John G Jones, Paula Garcia, Cristina Barosa, Teresa C Delgado, Luisa Diogo
Metabolic Engineering 2009, 11 (3): 155-62
Hepatic glucose production and relative Krebs cycle fluxes (indexed to a citrate synthase flux of 1.0) were evaluated with [U-(13)C]glycerol tracer in 5 fed healthy controls and 5 Type 1a glycogen storage disease (GSD1a) patients. Plasma glucose, hepatic glucose-6-phosphate (G6P) and glutamine (13)C-isotopomers were analyzed by (13)C NMR via blood sampling and chemical biopsy.

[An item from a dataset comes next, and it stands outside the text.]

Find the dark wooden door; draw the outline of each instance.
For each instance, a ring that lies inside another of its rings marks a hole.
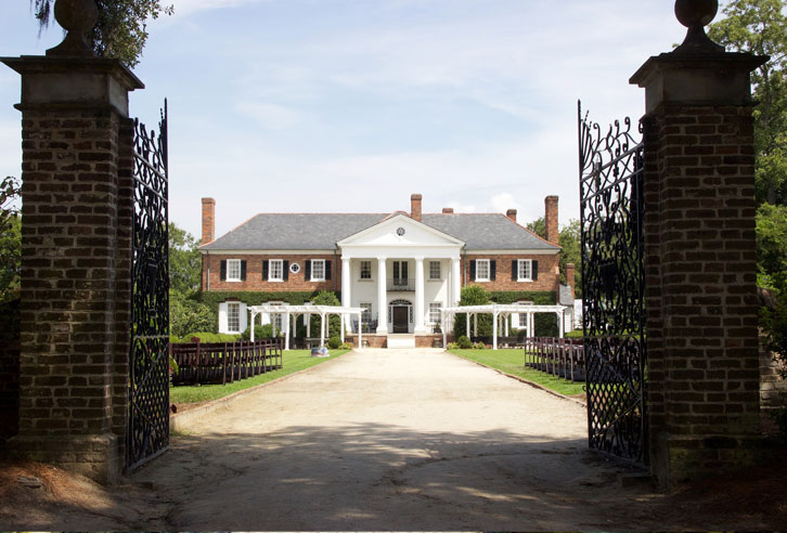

In healthy subjects, 35+/-14% of plasma glucose originated from hepatic G6P while GSD1a patients had no detectable G6P contribution. Compared to controls, GSD1a patients had an increased fraction of acetyl-CoA from pyruvate (0.5+/-0.2 vs. 0.3+/-0.1, p<0.01), and increased pyruvate recycling fluxes (14.4+/-3.8 vs. 8.7+/-2.8, p<0.05). Despite negligible gluconeogenic flux, net anaplerotic outflow was not significantly different from controls (2.2+/-0.8 vs. 1.3+/-0.5). The enrichment of lactate with (13)C-isotopomers derived from the Krebs cycle suggests that lactate was the main anaplerotic product in GSD1a patients.